Mayor Eric Adams’ chief adviser Ingrid Lewis-Martin was stopped at the airport by authorities Friday and had her phone seized as she arrived home from vacation in Japan, her lawyer and sources told The Post.

Officials with the Manhattan District Attorney’s Office were waiting for the City Hall honcho when she got off the plane at Kennedy Airport in Queens to take her device — while federal prosecutors with the Southern District of New York slapped her with a subpoena while there, also, sources said. 

The federal subpoena sought Lewis-Martin’s testimony as a witness in the federal corruption case against Adams that led to his historic indictment this week on accusations he took bribes from Turkish officials and nationals, sources said.

Ingrid Martin-Lewis
The feds stopped Mayor Eric Adams’ chief adviser Ingrid Lewis-Martin at the airport to confiscate her phone Friday. Andrew Schwartz / SplashNews.com

Lewis-Martin confirmed that she was served with a subpoena to testify before a grand jury during the surprise encounter at the airport — and that she got heated with the feds.

“I have to admit that I wasn’t as polite as I normally am because I was annoyed. And I was like, well, I need a phone. I need something,” she said on her attorney Arthur Aidala’s radio show on AM 970 later Friday night.

“And then I got a little vociferous, and the gentleman was so polite, and he explained to me, Look, we don’t want to make this more than what it needs to be we don’t want to have to arrest you for being non-compliant and you know we don’t want to make this bigger.”

DA officials also raided Lewis-Martin’s home in Brooklyn on Friday and took documents and electronic devices from it, her lawyer and sources said. The top aide also said on the radio show that she had planned to retire “the second week in January,” but will now stick by Adams’ side as he battles his historic case.

“That was the plan, but with all of this stuff I don’t see how that’s possible because I’m gonna be with my brother, you know, because I don’t believe that he has done anything,” she said.

Details about the Manhattan probe remained unclear, but it appears to be a new investigation, or at least one not previously made public.

“We are imperfect, but we’re not thieves, and I do believe that in the end, that the New York City public will see that we have not done anything illegal to the magnitude or scale that requires the federal government and the DA office to investigate us,” she added.

The stunning moves add Lewis-Martin to the ever-growing list of top Adams officials and allies who have been raided or subpoenaed by investigators in the past year. 

Federal investigators removing boxes of evidence from a brick house at 613 Troy Avenue in Flatbush Brooklyn, with a white car parked in front
Federal investigators visited Lewis-Martin’s home on Friday. Paul Martinka

Friday’s back-to-back actions aimed at one of Adams’ closest allies stem from two apparently different, although possibly overlapping, investigations, sources said.

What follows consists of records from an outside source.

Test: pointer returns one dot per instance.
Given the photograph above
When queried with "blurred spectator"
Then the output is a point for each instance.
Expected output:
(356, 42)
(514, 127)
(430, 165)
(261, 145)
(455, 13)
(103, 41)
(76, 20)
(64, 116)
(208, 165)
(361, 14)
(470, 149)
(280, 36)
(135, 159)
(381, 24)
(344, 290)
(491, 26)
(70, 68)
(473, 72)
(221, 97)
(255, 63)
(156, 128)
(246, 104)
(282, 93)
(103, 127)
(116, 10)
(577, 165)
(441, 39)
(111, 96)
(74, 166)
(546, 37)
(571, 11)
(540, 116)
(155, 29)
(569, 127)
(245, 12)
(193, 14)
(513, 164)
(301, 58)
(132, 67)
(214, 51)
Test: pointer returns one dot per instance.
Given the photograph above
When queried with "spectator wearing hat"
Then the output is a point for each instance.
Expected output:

Lewis-Martin’s high-powered lawyer, Aidala, confirmed the separate subpoena, phone confiscation and raid.

“Ingrid Lewis-Martin has been served with a subpoena from the Southern District of New York, and her phones were given to the New York County District Attorney’s office,” Aidala told the Post. 

“She will cooperate fully with any and all investigations, and Ms. Lewis is not the target of any case of which we are aware.”

Lewis-Martin, a longtime friend and adviser to Adams, had been on vacation in Japan for at least a week, with her absence at recent weekly press conferences held by the mayor raising eyebrows.

The staggering moves came just a day after a bombshell five-count indictment that alleges Adams secretly solicited and accepted freebies and illegal campaign donations from wealthy foreigners, including Turkish officials, as far back as 2014.

A suite of Sept. 4 raids previously saw the feds seize the phones of former NYPD Commissioner Edward Caban, First Deputy Mayor Sheena Wright, Deputy Mayor for Public Safety Phil Banks, among others.

Those raids sprung from corruption investigations by the feds that, so far, appear separate from the probe that led to criminal charges against Adams.

Lewis-Martin previously also worked alongside Adams as his deputy while he served as Brooklyn borough president.

While Lewis-Martin was in that position, Brianna Suggs, who feds allege played a part in a straw donation scheme revealed as part of Adams’ 57-page indictment, was hired as an intern.

A representative for the Manhattan District Attorney’s Office declined to comment. Reps for the Southern District of New York did not immediately respond to a request for comment.